Ride the Wave of Change (dot org)

Two years ago my friend Meaghan and I taught a yoga retreat together in Costa Rica. It was an amazing experience. Afterward, we stuck around for an extra week to surf, slackline and beach bunny it up.

One day we were packing up our beach gear a little closer to sunset than usual to head back to the hostel. It was getting dark fast. Really fast. So we took what seemed like a shortcut through this bamboo forest. A heavy longboard slung between us, Meaghan walked in front as I tried to keep pace from the rear. We had about five minutes left before it would be difficult to see at all (ah, jungle life), and I had no idea how long this path would meander before spitting us back onto the road. Or if in fact it would spit us back onto the road.

We were lost, and not sure if the situation was improving or getting worse. (That's what it means to be truly lost, isn't it?)

I was getting scared and was certain the feeling would go away if I knew Meaghan wasn't. I'd feel less alone as I tripped over the tree roots in my flip flops behind her. Meaghan never really seems to be scared, I thought to myself. She's a pretty brazen girl and keeps a strong pace forward in life -- and on this trail. So I called up to her, "Hey Meaghan, you scared?"

"Yup!" She said it brightly, without missing a beat.

We both started laughing. She knew exactly what I had been feeling, and it was hilarious that she didn't give me the answer I'd wanted.
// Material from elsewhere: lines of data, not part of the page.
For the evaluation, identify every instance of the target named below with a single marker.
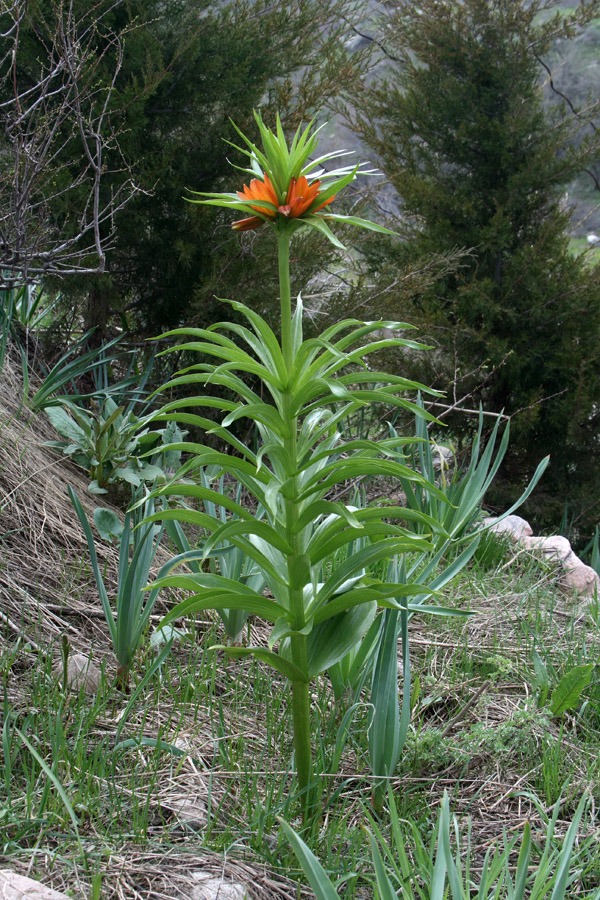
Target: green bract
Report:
(282, 164)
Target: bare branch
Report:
(59, 143)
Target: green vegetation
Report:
(305, 660)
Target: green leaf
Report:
(284, 666)
(567, 692)
(108, 523)
(312, 868)
(331, 640)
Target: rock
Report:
(81, 673)
(443, 457)
(514, 526)
(556, 547)
(207, 887)
(581, 580)
(190, 812)
(18, 887)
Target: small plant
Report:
(307, 387)
(110, 443)
(133, 605)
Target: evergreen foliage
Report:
(188, 69)
(478, 162)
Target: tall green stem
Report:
(300, 689)
(283, 253)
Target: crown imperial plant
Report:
(301, 390)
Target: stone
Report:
(556, 547)
(443, 457)
(581, 580)
(513, 526)
(18, 887)
(207, 887)
(81, 673)
(190, 812)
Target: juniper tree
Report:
(479, 161)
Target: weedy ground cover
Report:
(486, 710)
(190, 780)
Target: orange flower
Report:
(299, 199)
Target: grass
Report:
(201, 768)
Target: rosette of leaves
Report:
(111, 444)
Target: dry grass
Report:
(46, 593)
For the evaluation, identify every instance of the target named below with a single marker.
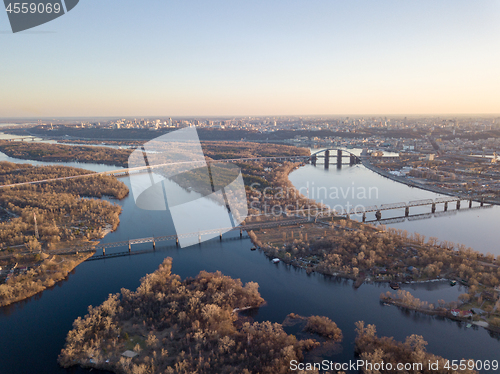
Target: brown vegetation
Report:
(61, 213)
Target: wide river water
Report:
(32, 332)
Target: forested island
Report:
(173, 326)
(68, 215)
(195, 326)
(360, 252)
(66, 153)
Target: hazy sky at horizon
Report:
(261, 57)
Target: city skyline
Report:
(260, 59)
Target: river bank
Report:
(408, 182)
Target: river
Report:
(32, 332)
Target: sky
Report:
(259, 57)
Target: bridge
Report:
(22, 138)
(422, 216)
(297, 217)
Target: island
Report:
(43, 226)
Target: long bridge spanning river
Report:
(292, 218)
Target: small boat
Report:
(394, 285)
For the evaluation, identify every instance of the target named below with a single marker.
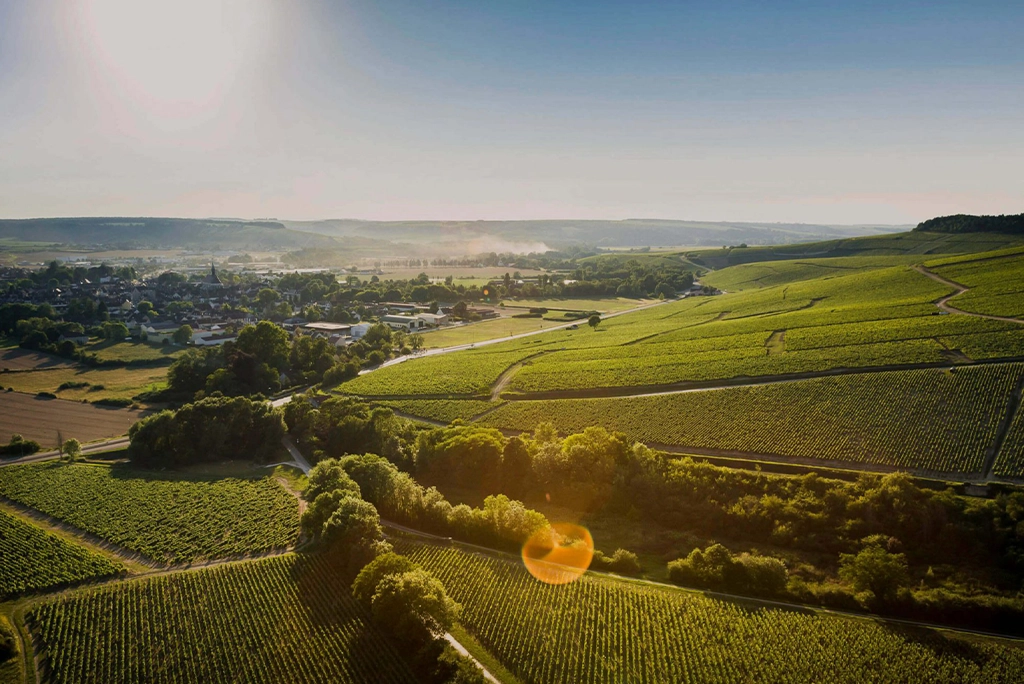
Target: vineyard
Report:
(603, 630)
(34, 559)
(168, 520)
(1010, 462)
(866, 314)
(925, 420)
(996, 285)
(287, 618)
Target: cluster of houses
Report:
(214, 314)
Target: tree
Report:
(875, 569)
(182, 335)
(267, 342)
(72, 449)
(365, 585)
(414, 605)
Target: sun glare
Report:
(175, 57)
(559, 554)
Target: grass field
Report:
(167, 519)
(603, 630)
(40, 419)
(15, 358)
(117, 383)
(444, 411)
(929, 420)
(287, 618)
(34, 559)
(483, 330)
(133, 351)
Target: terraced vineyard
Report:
(866, 314)
(471, 372)
(35, 559)
(168, 520)
(925, 420)
(281, 620)
(602, 630)
(996, 285)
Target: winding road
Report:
(943, 303)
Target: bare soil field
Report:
(40, 419)
(26, 359)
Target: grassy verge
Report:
(483, 655)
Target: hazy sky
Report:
(813, 112)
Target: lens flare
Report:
(558, 554)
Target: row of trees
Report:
(406, 600)
(212, 429)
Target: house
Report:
(160, 333)
(407, 323)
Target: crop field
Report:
(165, 519)
(996, 285)
(86, 383)
(287, 618)
(602, 305)
(929, 420)
(35, 559)
(15, 358)
(603, 630)
(40, 419)
(444, 411)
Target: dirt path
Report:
(943, 303)
(742, 381)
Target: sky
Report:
(793, 112)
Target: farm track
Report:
(992, 453)
(742, 381)
(738, 598)
(943, 302)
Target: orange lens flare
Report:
(558, 554)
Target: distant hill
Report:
(535, 236)
(1009, 223)
(127, 232)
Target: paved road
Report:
(497, 340)
(105, 445)
(722, 595)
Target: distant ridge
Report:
(1007, 223)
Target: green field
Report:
(133, 351)
(929, 420)
(120, 383)
(34, 559)
(167, 519)
(603, 630)
(882, 316)
(287, 618)
(444, 411)
(996, 285)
But then I did feel less alone, if not less afraid. At least we were facing the fear together. It was real, but so was our togetherness. That, and the big surfboard we had to defend ourselves if some wild animal showed up.

Meaghan is on my mind a lot this week. She's riding her bike across the freaking country. After putting all her stuff in storage and flying out to Seattle last week, she's now on Day 2 of pedaling back to her hometown in Connecticut. She's doing it to raise awareness for sustainable living and funds for three different charities (and she's already done a lot of that -- check out ridethewaveofchange.org).

I keep thinking about all the fear she's going to conquer along the way. It makes me miss her a lot. Even though I'm not pulling up the rear, I still sort of am. Go, Meaghan, go!

1 comment:

  1. I love you so much!!!! You are one of a kind....and you are with me, right in my heart!!! Thank you for your love, support, friendship and laughter!